Description
Description Overload Manager is really helpful in protecting Envoy from resource exhaustion. However, tuning the triggers (e.g., heap usage, system load) and actions (e.g., stop_accepting_requests, disable_http_keepalive) in a live production environment carries significant risk. An overly aggressive configuration can inadvertently shed legitimate traffic or cause cascading failures before the operator realizes the thresholds are misconfigured.
Currently, there is no native way to validate an Overload Manager configuration against real production traffic patterns without actually enforcing the shedding logic.
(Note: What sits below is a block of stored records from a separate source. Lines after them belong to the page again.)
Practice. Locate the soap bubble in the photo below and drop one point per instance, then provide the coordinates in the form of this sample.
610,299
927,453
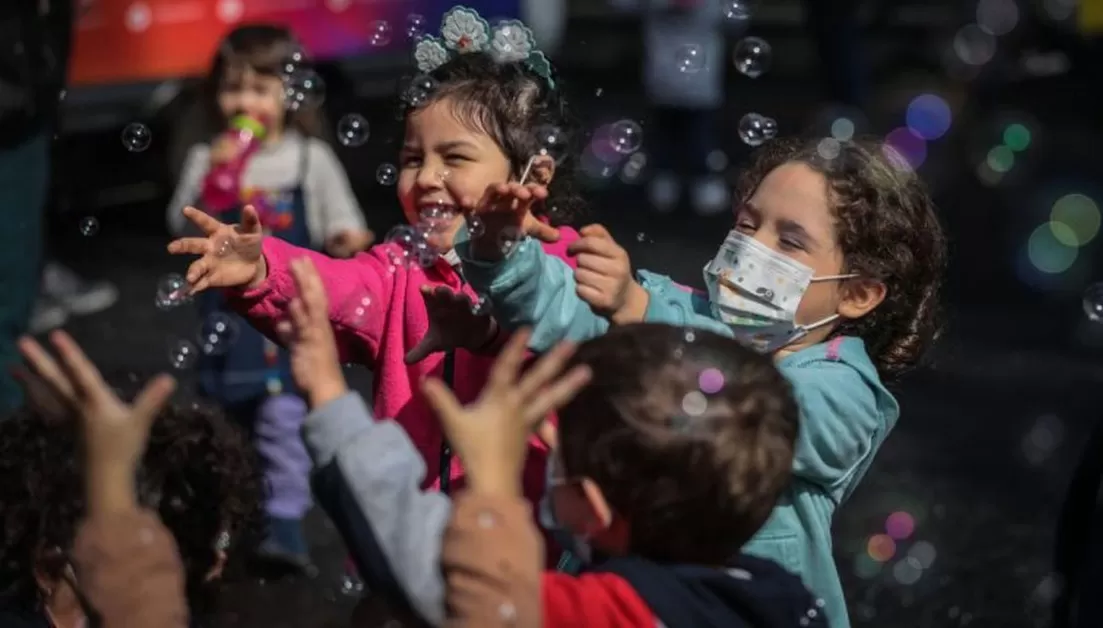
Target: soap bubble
752,56
352,130
182,354
689,59
552,142
303,89
172,290
1093,302
415,25
386,174
137,137
217,333
627,137
89,225
756,129
737,11
379,33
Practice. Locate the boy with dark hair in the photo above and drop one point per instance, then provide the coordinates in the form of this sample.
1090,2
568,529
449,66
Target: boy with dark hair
671,459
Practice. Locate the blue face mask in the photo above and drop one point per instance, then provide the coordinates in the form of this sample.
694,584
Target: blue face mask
576,545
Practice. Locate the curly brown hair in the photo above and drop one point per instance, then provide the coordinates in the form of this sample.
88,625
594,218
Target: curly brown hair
199,475
887,229
689,435
511,103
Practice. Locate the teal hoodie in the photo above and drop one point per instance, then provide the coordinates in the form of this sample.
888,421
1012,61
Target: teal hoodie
846,412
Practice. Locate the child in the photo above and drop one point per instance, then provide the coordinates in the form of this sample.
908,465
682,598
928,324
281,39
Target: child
634,440
191,469
299,179
475,128
833,267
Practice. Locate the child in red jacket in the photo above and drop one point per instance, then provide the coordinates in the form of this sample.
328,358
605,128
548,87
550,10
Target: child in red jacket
667,462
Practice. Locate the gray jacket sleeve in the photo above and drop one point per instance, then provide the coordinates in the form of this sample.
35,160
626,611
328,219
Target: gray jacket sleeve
367,478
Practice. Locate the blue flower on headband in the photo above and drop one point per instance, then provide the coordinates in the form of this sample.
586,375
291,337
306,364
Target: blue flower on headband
463,30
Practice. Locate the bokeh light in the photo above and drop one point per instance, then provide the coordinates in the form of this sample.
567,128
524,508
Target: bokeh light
1046,251
929,117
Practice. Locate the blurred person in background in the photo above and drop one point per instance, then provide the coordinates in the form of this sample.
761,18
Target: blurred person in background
683,74
34,45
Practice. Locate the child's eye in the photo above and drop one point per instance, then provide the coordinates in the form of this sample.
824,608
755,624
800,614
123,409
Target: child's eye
792,244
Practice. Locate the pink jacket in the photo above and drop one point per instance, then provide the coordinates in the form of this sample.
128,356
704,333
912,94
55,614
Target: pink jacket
378,315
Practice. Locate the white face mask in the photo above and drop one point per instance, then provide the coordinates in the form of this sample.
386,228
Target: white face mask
756,290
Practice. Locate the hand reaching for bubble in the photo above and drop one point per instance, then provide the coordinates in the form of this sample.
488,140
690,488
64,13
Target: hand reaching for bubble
309,337
115,433
491,434
229,254
505,215
603,277
453,323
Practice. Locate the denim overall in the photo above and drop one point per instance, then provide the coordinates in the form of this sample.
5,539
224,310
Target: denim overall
253,378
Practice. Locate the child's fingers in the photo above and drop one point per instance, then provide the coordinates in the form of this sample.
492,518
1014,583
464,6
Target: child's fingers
555,396
190,246
596,231
250,220
285,331
205,222
600,264
546,369
595,245
503,374
549,434
197,269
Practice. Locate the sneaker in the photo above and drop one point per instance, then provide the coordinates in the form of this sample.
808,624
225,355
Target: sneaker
664,192
78,296
286,545
710,197
47,316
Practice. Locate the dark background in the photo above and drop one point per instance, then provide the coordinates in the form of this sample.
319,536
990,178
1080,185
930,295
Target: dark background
991,430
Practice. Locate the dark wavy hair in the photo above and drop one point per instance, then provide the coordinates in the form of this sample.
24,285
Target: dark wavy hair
887,229
695,483
511,103
197,474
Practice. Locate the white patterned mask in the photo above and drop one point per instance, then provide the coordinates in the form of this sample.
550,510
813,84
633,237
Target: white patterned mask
757,290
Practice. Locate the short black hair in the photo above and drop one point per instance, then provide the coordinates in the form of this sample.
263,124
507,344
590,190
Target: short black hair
688,434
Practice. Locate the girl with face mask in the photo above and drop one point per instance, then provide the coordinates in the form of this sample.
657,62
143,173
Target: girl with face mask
833,267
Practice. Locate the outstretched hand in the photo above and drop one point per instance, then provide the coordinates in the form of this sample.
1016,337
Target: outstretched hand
229,254
452,325
491,435
309,336
505,213
115,433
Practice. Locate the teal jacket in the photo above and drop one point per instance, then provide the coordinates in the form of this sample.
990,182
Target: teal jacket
846,413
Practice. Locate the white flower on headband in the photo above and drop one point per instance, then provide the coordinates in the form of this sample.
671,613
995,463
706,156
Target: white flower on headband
464,31
429,54
512,41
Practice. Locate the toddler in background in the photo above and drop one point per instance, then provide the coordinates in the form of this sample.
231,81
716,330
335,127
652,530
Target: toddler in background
308,201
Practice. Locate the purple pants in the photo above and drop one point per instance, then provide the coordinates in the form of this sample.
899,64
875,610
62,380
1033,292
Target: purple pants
277,434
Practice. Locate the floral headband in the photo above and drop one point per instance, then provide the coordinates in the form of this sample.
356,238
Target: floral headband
463,30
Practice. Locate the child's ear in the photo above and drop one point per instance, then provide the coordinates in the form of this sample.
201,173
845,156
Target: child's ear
599,514
860,297
543,170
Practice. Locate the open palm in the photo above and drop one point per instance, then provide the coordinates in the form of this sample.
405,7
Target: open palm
229,254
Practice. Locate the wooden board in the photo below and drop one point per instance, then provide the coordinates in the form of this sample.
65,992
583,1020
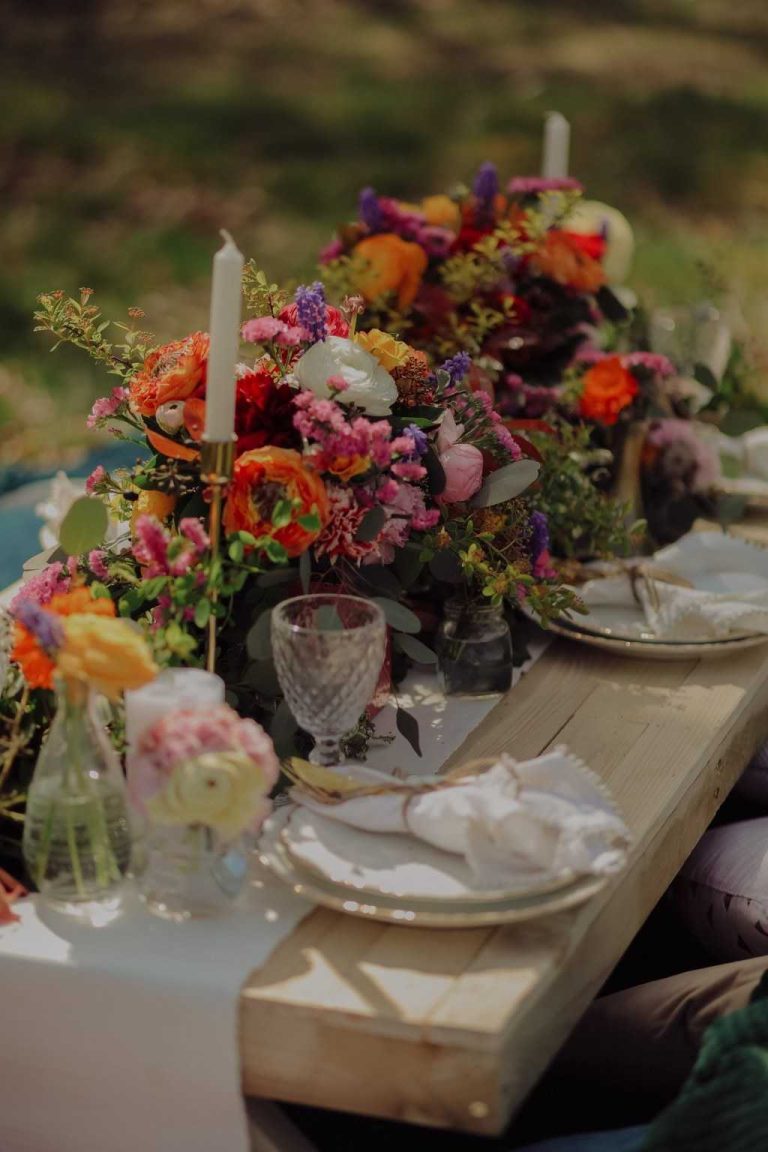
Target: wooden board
453,1029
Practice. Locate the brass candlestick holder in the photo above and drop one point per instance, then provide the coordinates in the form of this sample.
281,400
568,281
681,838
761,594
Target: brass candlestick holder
217,462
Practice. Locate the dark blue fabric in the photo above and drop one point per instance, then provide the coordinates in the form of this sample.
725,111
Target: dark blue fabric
23,490
626,1139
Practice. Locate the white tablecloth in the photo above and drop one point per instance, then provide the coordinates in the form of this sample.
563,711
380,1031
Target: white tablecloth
123,1038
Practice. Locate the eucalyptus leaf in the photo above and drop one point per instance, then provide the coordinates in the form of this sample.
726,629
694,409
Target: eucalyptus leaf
415,649
283,730
371,524
258,642
84,527
408,727
305,570
507,483
397,615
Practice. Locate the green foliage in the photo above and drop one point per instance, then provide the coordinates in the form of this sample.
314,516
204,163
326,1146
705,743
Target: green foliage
584,521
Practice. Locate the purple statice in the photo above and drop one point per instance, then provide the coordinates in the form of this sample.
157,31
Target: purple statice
419,438
539,535
486,186
311,310
457,368
370,210
45,626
Proposal Adding a Dry-Run Mode to the Overload Manager bootstrap configuration.
When enabled, this mode would allow the Overload Manager to evaluate all triggers and actions as usual, but prevent the actual enforcement of those actions (e.g., connections would not be rejected, keepalives would not be disabled). Instead, it would emit specific telemetry indicating that an action would have been taken.
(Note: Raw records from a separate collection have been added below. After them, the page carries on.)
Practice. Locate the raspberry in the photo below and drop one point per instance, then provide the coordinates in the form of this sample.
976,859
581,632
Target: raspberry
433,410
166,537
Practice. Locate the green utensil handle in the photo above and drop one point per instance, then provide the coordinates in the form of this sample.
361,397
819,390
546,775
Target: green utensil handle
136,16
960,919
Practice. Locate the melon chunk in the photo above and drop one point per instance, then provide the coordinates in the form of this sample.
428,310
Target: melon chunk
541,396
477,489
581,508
Configuration Changes We would extend the envoy.config.overload.v3.OverloadManager bootstrap configuration.
Protocol Buffers
message OverloadManager {
// ... existing fields ...
// If true, the Overload Manager will track resource usage and triggers,
// but will not enforce any actions. Instead, it will emit stats indicating
// which actions would have been active.
bool dry_run = 3;
}
Desired Behavior
Signal Evaluation: The Overload Manager continues to monitor resource monitors (e.g., fixed_heap, min_memory) and calculate saturation.
Action Bypass: When a trigger threshold is breached:
Standard Mode: The associated action (e.g., envoy.overload_actions.stop_accepting_connections) transitions to an active state, and traffic is shed.
Dry-Run Mode: The action state is calculated effectively as "active" for observability purposes, but the check within the connection lifecycle ignores the signal and proceeds to process the traffic.
Observability:
(Optional) Emit shadow metrics, such as overload.dry_run.action..active or overload.dry_run.dropped_count. (Optional) Log a warning at debug or info level indicating "Overload Action [X] triggered (Dry-Run: suppressed)."
This feature enables "Safety First" deployments. Operators can:
- Deploy a new Overload Manager configuration to production with dry_run: true.
- Monitor metrics to see if the thresholds (e.g., 90% heap) are flapping or triggering too frequently during normal bursts.
- Tune the configuration based on real-world data.
- Flip dry_run to false via a config update once confident.
Alternatives Considered
- Running a sidecar Envoy with the config just to test behavior. This is operationally expensive and doesn't capture the exact resource pressure of the primary container.
- Synthetic Load Testing rarely match the unpredictability of production traffic spikes.
I am happy to work on a PR for this if the maintainers agree with the design direction.